A comprehensive analysis combining structural features for detection of new ransomware families

Abstract

This study presents a comprehensive static analysis method that combines multiple structural features extracted from Windows executable files. The method employs an ensemble soft voting model that comprises three machine learning techniques: Logistic Regression (LR), Random Forest (RF), and eXtreme Gradient Boosting (XGB). Our proposed model aims to identify newly emerged ransomware families by analyzing header fields, imported Dynamic-link Libraries (DLLs), function calls, and entropy of sections. To assess the method’s efficacy in detecting zero-day ransomware families, we created a dataset consisting of 2675 binary samples. The training set consisted of 1023 samples from 25 relevant ransomware families and 1134 benign applications (goodware) samples. The testing set comprised 385 samples from 15 recent ransomware families and 133 goodware samples. The results for the Detection of New Ransomware Families (DNRF) demonstrated weighted averages of 97.53% accuracy, 96.36% precision, 97.52% recall, and 96.41% F-measure. In addition, the scanning and prediction showed an average of 0.37 s.
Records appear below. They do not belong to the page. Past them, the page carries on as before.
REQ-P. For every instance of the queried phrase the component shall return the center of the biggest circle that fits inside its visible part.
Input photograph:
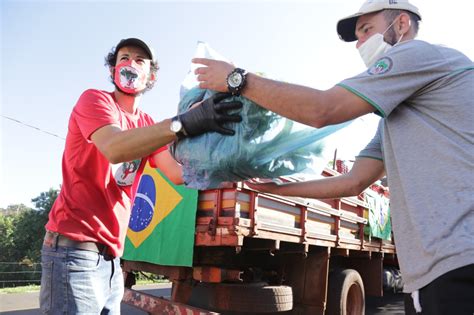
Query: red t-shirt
(95, 198)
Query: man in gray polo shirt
(425, 144)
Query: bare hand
(270, 187)
(214, 75)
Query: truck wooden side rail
(262, 253)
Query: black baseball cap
(137, 43)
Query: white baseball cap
(346, 26)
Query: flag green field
(162, 222)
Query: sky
(51, 51)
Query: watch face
(235, 79)
(176, 126)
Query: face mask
(375, 47)
(130, 77)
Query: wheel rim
(354, 300)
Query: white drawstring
(415, 295)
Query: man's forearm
(331, 187)
(128, 145)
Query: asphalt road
(27, 303)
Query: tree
(22, 231)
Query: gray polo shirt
(425, 95)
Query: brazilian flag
(162, 222)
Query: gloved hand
(211, 115)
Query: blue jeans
(77, 281)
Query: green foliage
(22, 231)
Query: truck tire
(345, 293)
(251, 298)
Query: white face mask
(375, 47)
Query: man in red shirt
(109, 140)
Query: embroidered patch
(382, 66)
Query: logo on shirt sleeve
(125, 173)
(382, 66)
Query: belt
(53, 239)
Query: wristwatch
(236, 81)
(177, 127)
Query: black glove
(211, 115)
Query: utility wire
(27, 125)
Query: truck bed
(226, 216)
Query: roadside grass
(36, 288)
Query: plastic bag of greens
(265, 145)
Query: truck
(257, 253)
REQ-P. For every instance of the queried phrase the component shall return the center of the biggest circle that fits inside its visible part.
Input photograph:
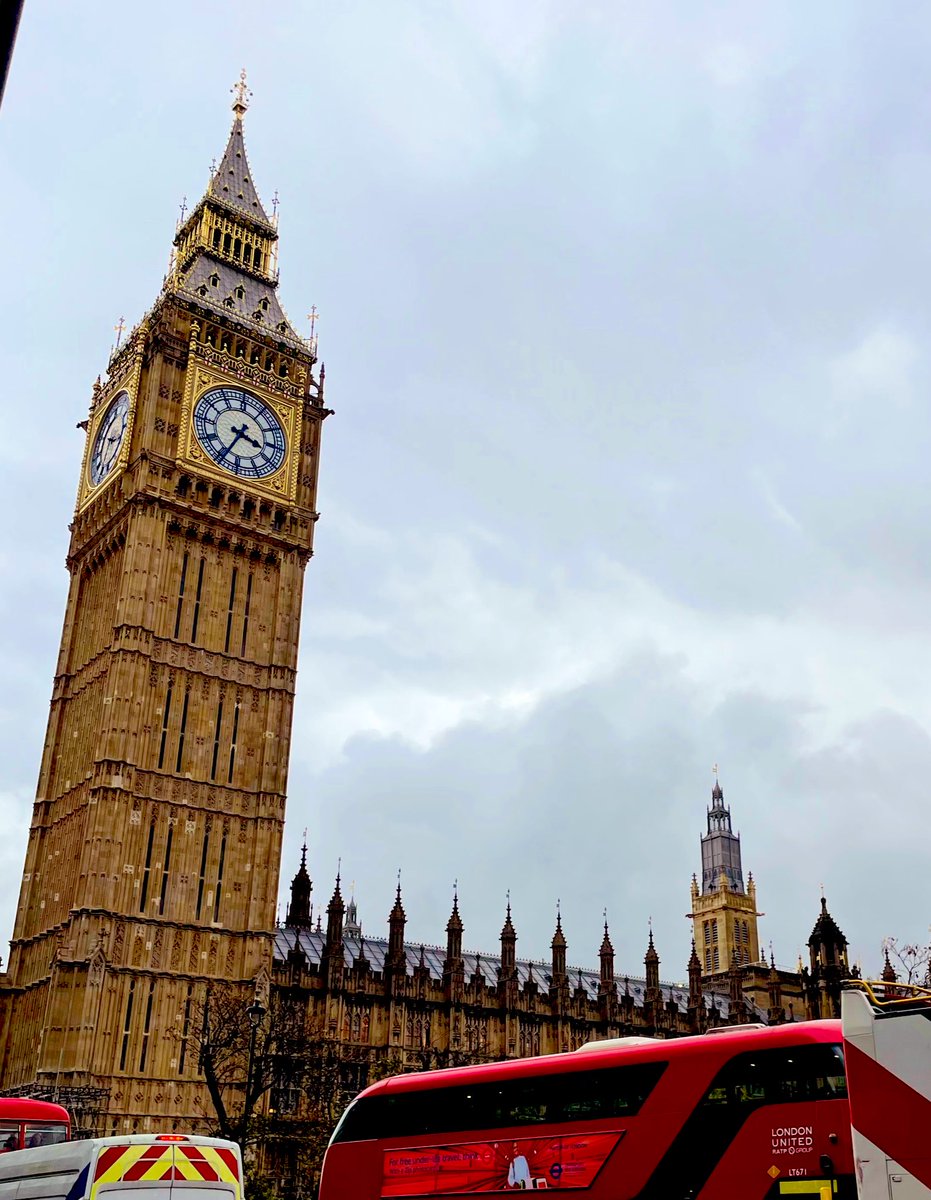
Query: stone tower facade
(154, 850)
(724, 911)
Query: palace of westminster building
(154, 850)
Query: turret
(332, 954)
(828, 965)
(299, 910)
(559, 979)
(508, 971)
(652, 993)
(696, 1000)
(652, 971)
(454, 969)
(776, 1014)
(396, 958)
(720, 847)
(607, 991)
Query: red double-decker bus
(743, 1114)
(25, 1125)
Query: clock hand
(227, 449)
(242, 433)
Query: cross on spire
(241, 95)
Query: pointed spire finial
(241, 95)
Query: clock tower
(154, 850)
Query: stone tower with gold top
(154, 850)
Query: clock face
(240, 432)
(109, 438)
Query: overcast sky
(625, 318)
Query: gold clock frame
(282, 484)
(130, 384)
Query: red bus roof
(724, 1044)
(14, 1108)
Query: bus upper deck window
(44, 1135)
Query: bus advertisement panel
(751, 1113)
(526, 1163)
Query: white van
(140, 1167)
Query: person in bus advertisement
(530, 1164)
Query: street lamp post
(254, 1012)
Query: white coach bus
(139, 1167)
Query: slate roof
(312, 942)
(232, 184)
(204, 269)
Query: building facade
(155, 841)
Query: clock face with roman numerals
(240, 432)
(109, 438)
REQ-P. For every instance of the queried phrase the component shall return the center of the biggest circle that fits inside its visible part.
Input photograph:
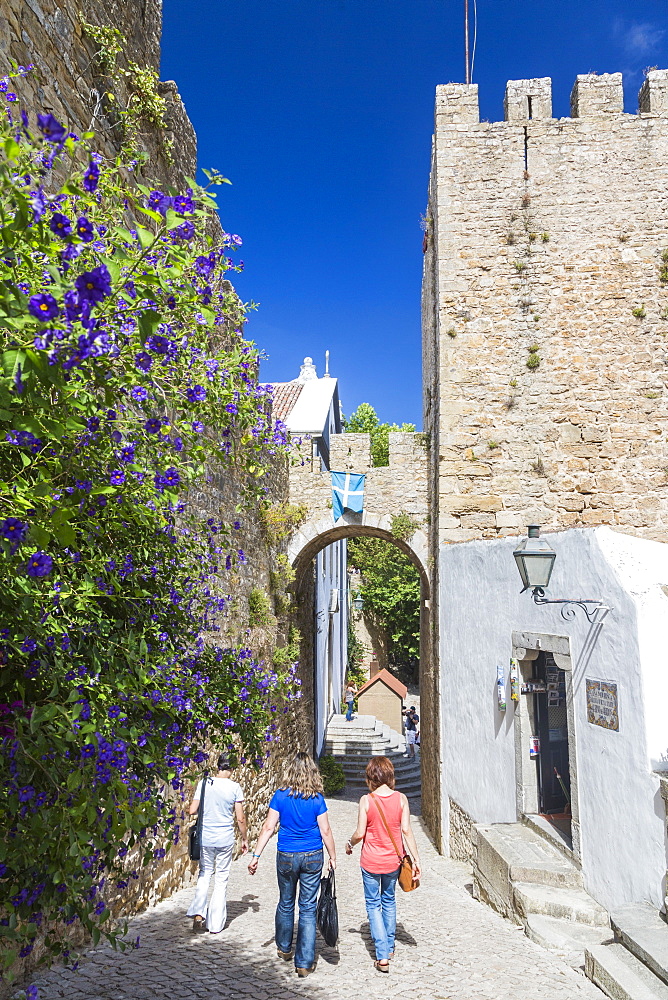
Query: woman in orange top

These results showed the model’s adaptability to the ever-changing ransomware landscape while maintaining reasonable testing times, making it applicable as an additional security layer in antivirus protection systems on low-resource hardware devices. Furthermore, we used the SHapley Additive exPlanations (SHAP) interpretation method to establish trust and gain insights into the decision-making process of the proposed model. Our method offers significant advantages and can assist developers of ransomware detection systems in creating more resilient, dependable, and real-time solutions.